Perejil Island crisis
Perejil Island (Isla Perejil in Spanish and Leila Laila in Arabic) is a small rocky island about the size of 15 football fields between Spain and Morocco, lying 250 metres (270 yd) from Morocco, and 8 kilometres (5.0 mi) from the Spanish city of Ceuta, which borders Morocco, and 13.5 kilometres (8.4 mi) from mainland Spain. The island itself is unpopulated, only seldom visited by Moroccan shepherds.
Tensions rose on July 11, 2002, when a dozen Moroccan soldiers landed on the island, equipped with light arms, a radio, and several tents. The soldiers raised their nation's flag and set up camp. A patrol boat of the Spanish Civil Guard, which is in charge of coast guard service in Spain, approached the island from Ceuta during its routinary check, when the crew spotted the Moroccan flag flying. The officers decided to disembark to investigate the issue. When they landed on the island, they were confronted by the Moroccan soldiers, who forced them back into their boat at gunpoint after a bitter argument.
Morocco claimed that the occupation was carried out in order to monitor illegal immigration, and to fight drug dealers and smugglers who use the island as a logistic platform. Following protests and calls to the return of the status quo ante bellum from the Spanish government, the soldiers were called off, but were replaced by Moroccan naval cadets, who set up a fixed base on the island, which drew further protests from Spain. Prime minister José María Aznar warned Morocco that Spain will not accept a policy of fait accompli.
On the morning of July 18, 2002, conflict broke out when Spain retook the island by force, code-named Operation Romeo-Sierra. The attack was carried out by Spanish commandos of Grupo de Operaciones Especiales. The commandos landed from four Eurocopter Cougar helicopters that took off from Cádiz. The entire operation was coordinated by the Spanish Navy from the amphibious ship Castilla, on station at the strait of Gibraltar. The Spanish Air Force deployed F-18 and Mirage F-1 fighters to provide air cover. The Spanish patrol boats Izaro and Laya came alongside the gunboat El Lahiq, at anchor off the island, in order to prevent any reaction from the Moroccan vessel. The Moroccan Auxiliary Forces members inland did not offer any resistance.
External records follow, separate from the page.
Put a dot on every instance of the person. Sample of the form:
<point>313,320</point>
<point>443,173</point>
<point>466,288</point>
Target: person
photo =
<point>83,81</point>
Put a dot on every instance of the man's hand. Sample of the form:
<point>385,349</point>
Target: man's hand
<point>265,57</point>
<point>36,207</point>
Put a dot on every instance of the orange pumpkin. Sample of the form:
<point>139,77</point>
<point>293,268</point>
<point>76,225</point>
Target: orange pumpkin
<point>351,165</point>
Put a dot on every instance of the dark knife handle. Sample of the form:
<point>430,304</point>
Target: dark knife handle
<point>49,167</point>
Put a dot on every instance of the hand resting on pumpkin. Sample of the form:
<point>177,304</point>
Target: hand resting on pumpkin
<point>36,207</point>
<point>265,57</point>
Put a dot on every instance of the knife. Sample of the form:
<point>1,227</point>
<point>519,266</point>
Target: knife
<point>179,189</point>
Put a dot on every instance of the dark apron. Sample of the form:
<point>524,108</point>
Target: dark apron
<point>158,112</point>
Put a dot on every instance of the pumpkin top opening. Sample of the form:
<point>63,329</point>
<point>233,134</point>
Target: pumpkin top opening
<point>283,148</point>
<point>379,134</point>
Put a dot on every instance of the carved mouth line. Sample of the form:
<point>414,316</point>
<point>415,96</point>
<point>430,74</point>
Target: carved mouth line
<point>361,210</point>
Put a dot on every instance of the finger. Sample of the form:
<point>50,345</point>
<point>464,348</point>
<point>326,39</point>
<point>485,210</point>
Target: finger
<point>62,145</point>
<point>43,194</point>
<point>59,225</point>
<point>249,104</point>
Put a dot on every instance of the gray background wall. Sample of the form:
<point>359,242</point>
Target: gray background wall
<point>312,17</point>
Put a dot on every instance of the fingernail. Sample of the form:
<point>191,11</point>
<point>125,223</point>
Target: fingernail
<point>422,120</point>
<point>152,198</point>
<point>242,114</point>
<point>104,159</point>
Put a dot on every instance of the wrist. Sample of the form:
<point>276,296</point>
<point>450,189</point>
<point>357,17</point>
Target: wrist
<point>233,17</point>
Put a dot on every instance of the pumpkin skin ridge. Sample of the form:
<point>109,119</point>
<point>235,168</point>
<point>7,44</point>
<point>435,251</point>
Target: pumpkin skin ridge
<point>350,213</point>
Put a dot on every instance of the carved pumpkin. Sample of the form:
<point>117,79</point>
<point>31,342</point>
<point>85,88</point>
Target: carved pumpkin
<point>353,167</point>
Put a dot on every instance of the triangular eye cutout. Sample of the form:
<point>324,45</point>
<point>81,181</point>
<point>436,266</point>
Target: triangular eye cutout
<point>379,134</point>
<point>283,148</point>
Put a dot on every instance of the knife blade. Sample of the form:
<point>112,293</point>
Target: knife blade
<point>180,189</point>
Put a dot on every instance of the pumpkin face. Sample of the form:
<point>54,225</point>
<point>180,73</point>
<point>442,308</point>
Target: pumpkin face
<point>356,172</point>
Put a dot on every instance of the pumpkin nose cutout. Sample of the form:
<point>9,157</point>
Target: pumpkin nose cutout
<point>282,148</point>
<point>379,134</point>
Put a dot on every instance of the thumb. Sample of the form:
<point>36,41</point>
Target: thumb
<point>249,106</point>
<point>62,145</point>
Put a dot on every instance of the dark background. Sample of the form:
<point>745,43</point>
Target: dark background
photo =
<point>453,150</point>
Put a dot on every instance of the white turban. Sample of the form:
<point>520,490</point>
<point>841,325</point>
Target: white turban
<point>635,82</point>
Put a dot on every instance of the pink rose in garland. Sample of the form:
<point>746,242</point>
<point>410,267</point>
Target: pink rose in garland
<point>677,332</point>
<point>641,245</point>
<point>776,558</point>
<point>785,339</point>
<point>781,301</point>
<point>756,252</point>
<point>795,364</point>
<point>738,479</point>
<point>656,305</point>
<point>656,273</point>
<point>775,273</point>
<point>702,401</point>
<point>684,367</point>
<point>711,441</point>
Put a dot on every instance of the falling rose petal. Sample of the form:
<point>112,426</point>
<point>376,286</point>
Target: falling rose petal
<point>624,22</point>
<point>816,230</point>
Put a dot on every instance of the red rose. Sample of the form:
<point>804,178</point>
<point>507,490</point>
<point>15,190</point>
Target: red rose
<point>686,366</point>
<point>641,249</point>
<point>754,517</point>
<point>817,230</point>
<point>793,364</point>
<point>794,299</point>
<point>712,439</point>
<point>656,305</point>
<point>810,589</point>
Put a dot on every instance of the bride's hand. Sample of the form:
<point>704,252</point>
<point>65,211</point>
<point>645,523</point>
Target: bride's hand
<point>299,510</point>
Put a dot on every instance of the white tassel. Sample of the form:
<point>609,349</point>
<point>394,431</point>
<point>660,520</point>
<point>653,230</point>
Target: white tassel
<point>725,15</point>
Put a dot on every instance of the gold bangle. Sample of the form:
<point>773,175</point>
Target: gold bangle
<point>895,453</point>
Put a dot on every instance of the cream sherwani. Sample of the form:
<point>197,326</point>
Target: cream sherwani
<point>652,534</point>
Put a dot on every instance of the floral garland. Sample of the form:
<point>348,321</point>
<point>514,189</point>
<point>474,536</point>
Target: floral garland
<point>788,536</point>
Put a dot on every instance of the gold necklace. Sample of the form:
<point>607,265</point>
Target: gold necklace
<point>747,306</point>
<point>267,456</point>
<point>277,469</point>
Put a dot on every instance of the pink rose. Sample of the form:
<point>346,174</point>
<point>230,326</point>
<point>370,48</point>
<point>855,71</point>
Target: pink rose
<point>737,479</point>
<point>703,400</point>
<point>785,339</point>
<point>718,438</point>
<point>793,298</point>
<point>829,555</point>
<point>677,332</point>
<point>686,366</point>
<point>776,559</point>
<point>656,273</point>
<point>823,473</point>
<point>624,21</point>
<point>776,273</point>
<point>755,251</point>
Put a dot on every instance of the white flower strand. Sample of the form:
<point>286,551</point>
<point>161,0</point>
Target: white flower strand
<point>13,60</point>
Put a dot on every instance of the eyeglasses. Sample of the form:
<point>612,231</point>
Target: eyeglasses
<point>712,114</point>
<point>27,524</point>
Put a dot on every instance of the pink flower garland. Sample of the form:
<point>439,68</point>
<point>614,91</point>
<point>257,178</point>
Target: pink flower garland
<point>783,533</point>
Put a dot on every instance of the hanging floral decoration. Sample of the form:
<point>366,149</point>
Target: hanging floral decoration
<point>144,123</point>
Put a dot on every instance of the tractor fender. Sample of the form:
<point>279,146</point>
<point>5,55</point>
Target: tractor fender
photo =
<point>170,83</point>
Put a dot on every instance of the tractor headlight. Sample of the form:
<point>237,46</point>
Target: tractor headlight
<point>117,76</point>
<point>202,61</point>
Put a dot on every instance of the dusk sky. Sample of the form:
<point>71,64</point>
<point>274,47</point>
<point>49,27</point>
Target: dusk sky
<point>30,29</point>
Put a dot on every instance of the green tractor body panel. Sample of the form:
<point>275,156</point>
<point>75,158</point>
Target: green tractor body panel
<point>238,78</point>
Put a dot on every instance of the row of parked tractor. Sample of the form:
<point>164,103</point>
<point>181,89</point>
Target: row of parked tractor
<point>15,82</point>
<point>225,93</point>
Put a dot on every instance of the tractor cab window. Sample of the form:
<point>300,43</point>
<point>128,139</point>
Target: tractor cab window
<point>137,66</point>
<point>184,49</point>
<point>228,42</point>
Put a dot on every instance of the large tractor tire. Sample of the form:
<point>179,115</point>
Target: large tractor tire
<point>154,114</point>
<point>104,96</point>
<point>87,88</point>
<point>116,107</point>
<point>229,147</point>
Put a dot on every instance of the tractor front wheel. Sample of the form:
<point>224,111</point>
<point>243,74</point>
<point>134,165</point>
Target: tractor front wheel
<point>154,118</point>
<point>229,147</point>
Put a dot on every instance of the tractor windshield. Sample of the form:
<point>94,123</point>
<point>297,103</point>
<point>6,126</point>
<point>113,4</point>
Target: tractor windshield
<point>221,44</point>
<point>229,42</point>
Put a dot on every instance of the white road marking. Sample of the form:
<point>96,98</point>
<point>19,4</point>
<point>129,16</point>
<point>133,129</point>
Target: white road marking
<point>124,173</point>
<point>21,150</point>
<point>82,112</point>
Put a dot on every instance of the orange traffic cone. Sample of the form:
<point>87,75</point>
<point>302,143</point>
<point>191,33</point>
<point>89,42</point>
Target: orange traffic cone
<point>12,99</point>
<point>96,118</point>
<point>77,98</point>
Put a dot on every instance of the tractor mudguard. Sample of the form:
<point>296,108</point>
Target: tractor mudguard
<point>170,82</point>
Within a matter of hours, all of the Moroccan servicemen were taken prisoner, and the island was secured. The prisoners were transported by helicopter to the headquarters of Civil Guard in Ceuta, from where they were transported to the Moroccan border. Over the course of the same day, the Spanish commandos on the island were replaced by soldiers of the Spanish Legion.
The Spanish Legion troops on the island remained there after the operation was complete. The United States mediated the situation, that eventually returned to the status quo ante bellum. All Spanish troops were withdrawn, and the island remains unoccupied but claimed by both sides. BBC News interviewed Spanish citizens across Madrid after the conflict, and most people supported this incursion. Opposition politician Gaspar Llamazares of the United Left party (former Communist Party) said that Spain should not fall into the provocation trap, so that it does not ruin its image in North Africa.